Hangi kelimeler şu an hissettiklerimi anlatabilir...
Dağarcığımdaki kelimeleri tek tek sıraya diziyorum...
“Kifâyetsiz” bir adım öne çıkıp mânâlı mânâlı bana bakıyor!..
Üstad Necip Fazıl Kısakürek’in “akıl ve şuur ötesi bir vecd ile ziyaret ve tavaf edilmesi” gerektiğini söylediği, bütün mânâların onun mânâsında eridiği Kâbe’deyim.
Kalbimde hareketlenme...
Gözlerim, Kâbe’nin yerden arşa uzanan sonsuzluğunda...
Aklım bir şeyler görme derdinde ama “kifâyetsiz” bakışını bozmadan bana bakmaya devam ediyor. Haddimi hatırlatıyor...
“İlk insan ve ilk peygamber” Hazret-i Âdem ile Hazret-i Havvâ’nın dünyada buluştukları yer olan Rahmet Dağı’ndayım. Üstad’ın, “Af kasırgasının günahları yaprak gibi uçurup götürdüğü, duaların kabul edildiği, yalvarabilene kurtuluşun müjdelendiği yer” dediği Cebel-i Rahme’de Rabbim’den af edilmeyi dileniyorum.

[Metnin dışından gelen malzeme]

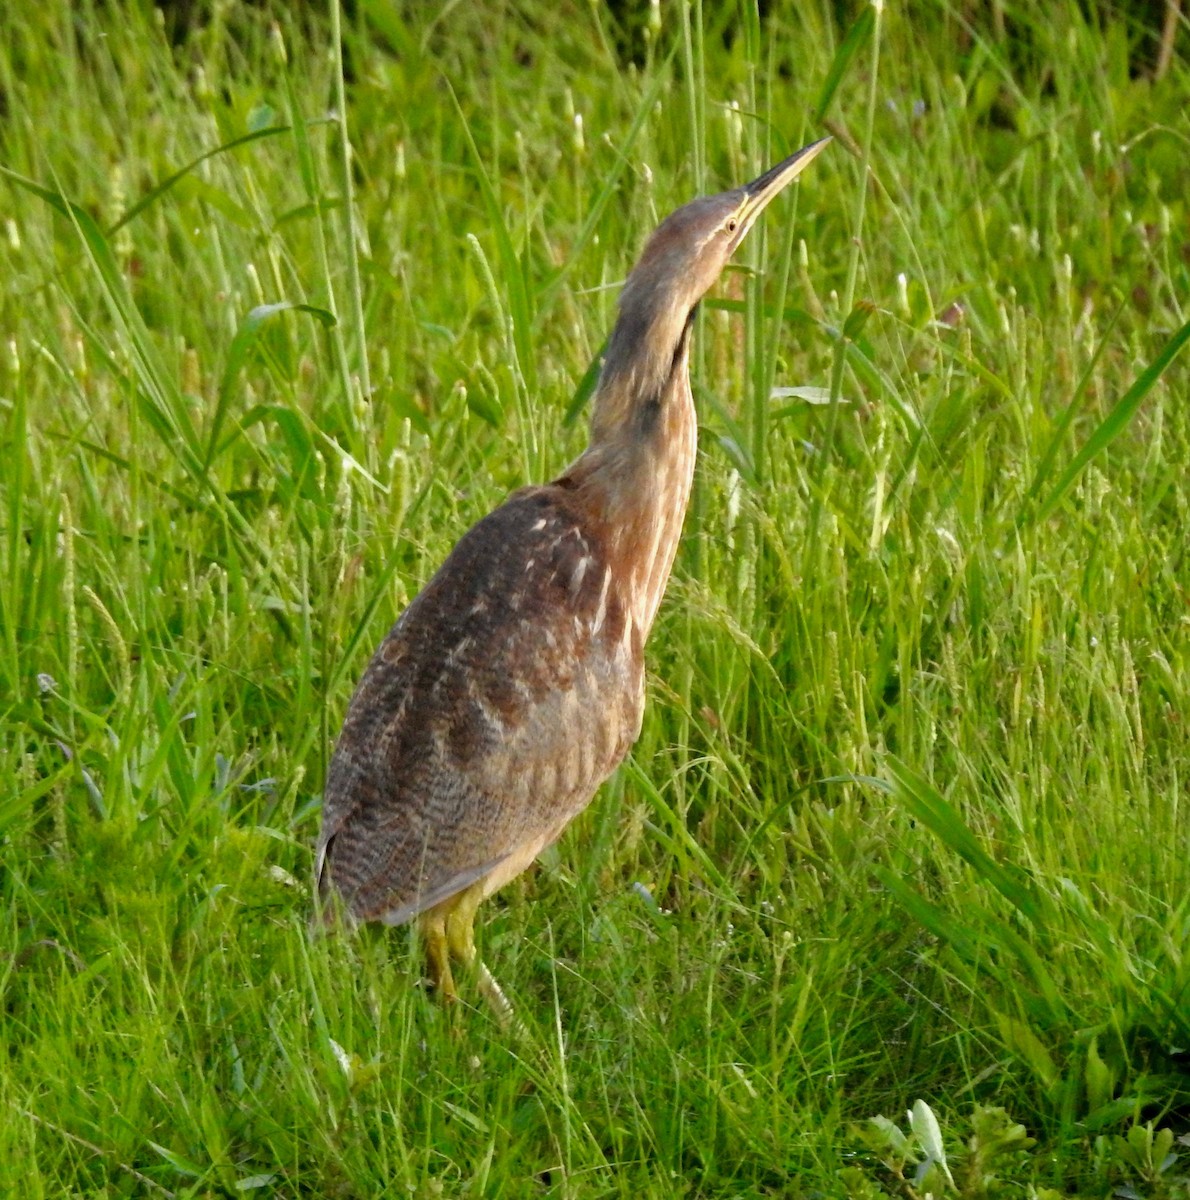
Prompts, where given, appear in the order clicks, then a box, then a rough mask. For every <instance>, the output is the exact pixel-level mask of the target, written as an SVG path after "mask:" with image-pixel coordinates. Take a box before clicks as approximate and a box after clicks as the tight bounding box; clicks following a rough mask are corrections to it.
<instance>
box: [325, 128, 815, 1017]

Hüngür hüngür içime ağlayarak yalvarıyorum... Bakmıyorum “kifâyetsize”; buna gücüm var!..
Veda Hutbesi... O’na tâbi oldukça insanlık vasfını kazandığımız Allah Resûlü’nün (Sallallahu Aleyhi ve Sellem) kendisinin perde arkasına geçişinin ardından insanlığımızı kaybetmeyelim diye verdiği reçete!
Mescid-i Nemire, Veda Hutbesi’nin okunduğu mescid...

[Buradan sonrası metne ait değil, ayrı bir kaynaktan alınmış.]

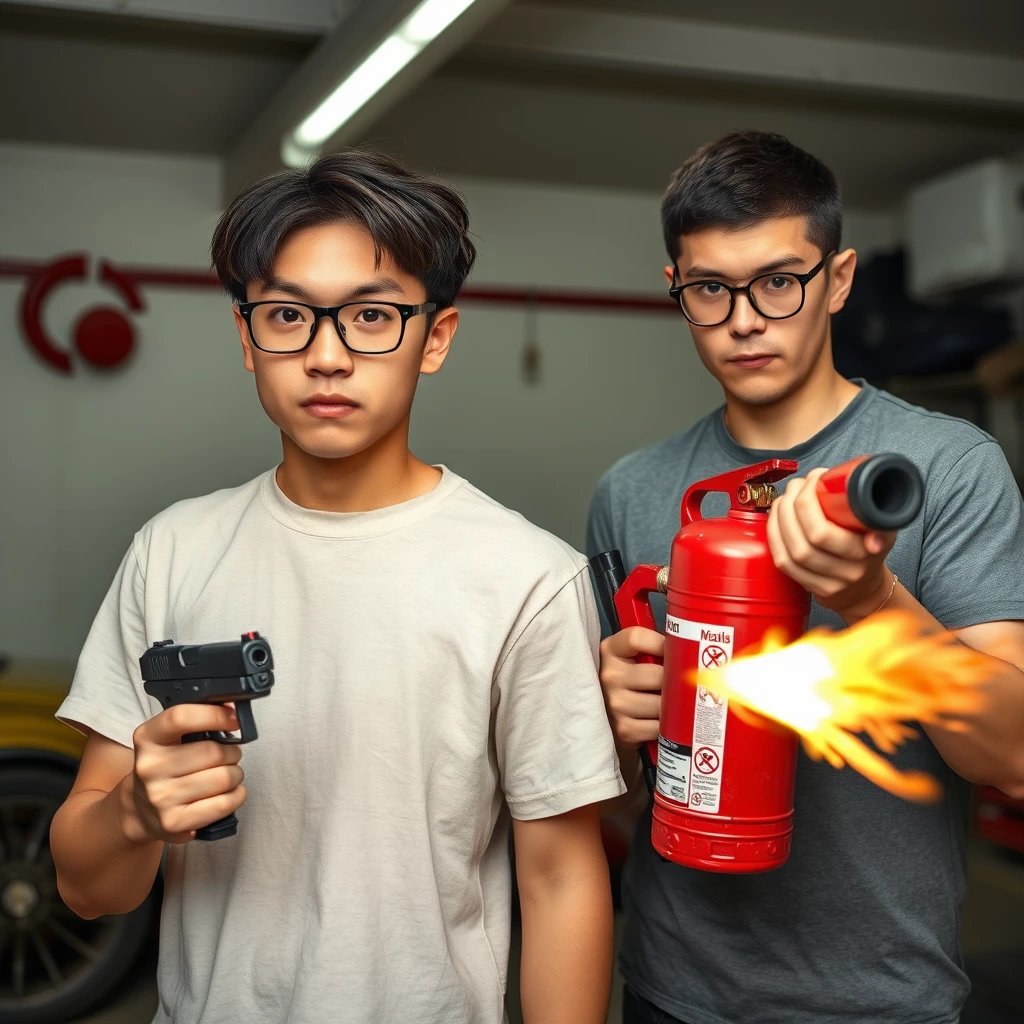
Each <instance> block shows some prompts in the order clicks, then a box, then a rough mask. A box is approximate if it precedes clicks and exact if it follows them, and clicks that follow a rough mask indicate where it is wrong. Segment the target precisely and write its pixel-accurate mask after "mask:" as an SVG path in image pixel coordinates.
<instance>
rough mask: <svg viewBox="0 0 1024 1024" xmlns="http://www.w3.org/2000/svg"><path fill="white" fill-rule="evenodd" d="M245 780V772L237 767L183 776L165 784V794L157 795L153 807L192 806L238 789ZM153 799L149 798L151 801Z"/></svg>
mask: <svg viewBox="0 0 1024 1024" xmlns="http://www.w3.org/2000/svg"><path fill="white" fill-rule="evenodd" d="M244 778H245V772H243V770H242V769H241V768H240V767H239V766H238V765H218V766H217V767H216V768H207V769H205V770H204V771H198V772H194V773H193V774H191V775H183V776H181V777H180V778H175V779H172V780H170V781H169V782H167V783H165V788H166V791H167V792H166V794H165V795H158V797H157V800H159V801H160V803H157V801H156V800H154V805H155V806H158V807H159V806H161V805H163V806H176V807H180V806H183V805H185V804H194V803H196V802H197V801H200V800H207V799H209V798H210V797H219V796H220V795H222V794H224V793H230V792H231V791H232V790H236V788H238V787H239V786H240V785H241V784H242V780H243V779H244ZM152 799H153V798H152V797H151V800H152Z"/></svg>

Gözlerimi kapayıp Allah Resûlü’nü ve O’nu dinleyen ashab-ı kiramı düşünüyorum... O muazzam tabloyu hayal etmeye çalışıyorum ama “kifâyetsiz” burada da karşımda!
“Kifâyetsiz”in bakışlarından anlıyorum, “İşte zaman, devrini tekrarlıya tekrarlıya, Allah’ın yeri ve göğü yarattığı ilk ândaki çıkış noktasına döndü” diyen Allah Resûlü’nü ve bu “Daire sırrı” peşinde her şeyini feda eden ashab-ı kiramı fehmetmenin kolay olmadığını...
Kolay mı;
“Câhiliyete ait kan davaları kökünden kaldırılmıştır...”
“Câhiliyete ait ribâ, faizcilik kaldırılmıştır...”
“Kadın bahsinde Allah’tan korkun! Sizin onlar üzerinde hakkınız var, onların da sizin üstünüzde hakları...”
“Sizi irşad edecek insan kesik burunlu bir zenci de olsa ona itaat ediniz!
“Ey insanlar! Mübalâğa ve ifrattan sakının! Sizden evvelkilerin helâk olmalarına, ifratları ve hudud taşırmaları sebep oldu.”
Sözlerini anlamak...
Hâlâ insanlık adına çabaladığını söyleyenler kelam-ı Resûl’ün kıyısına yanaşamadılar. Bataklıkta debelenip duruyoruz...
Hakikat-i Ferdiyye’nin, İnsan’ın (Sallallahu Aleyhi ve Sellem) gezindiği topraklarda insanlığımı arıyorum...
“Kifâyetsiz”le birlikte!..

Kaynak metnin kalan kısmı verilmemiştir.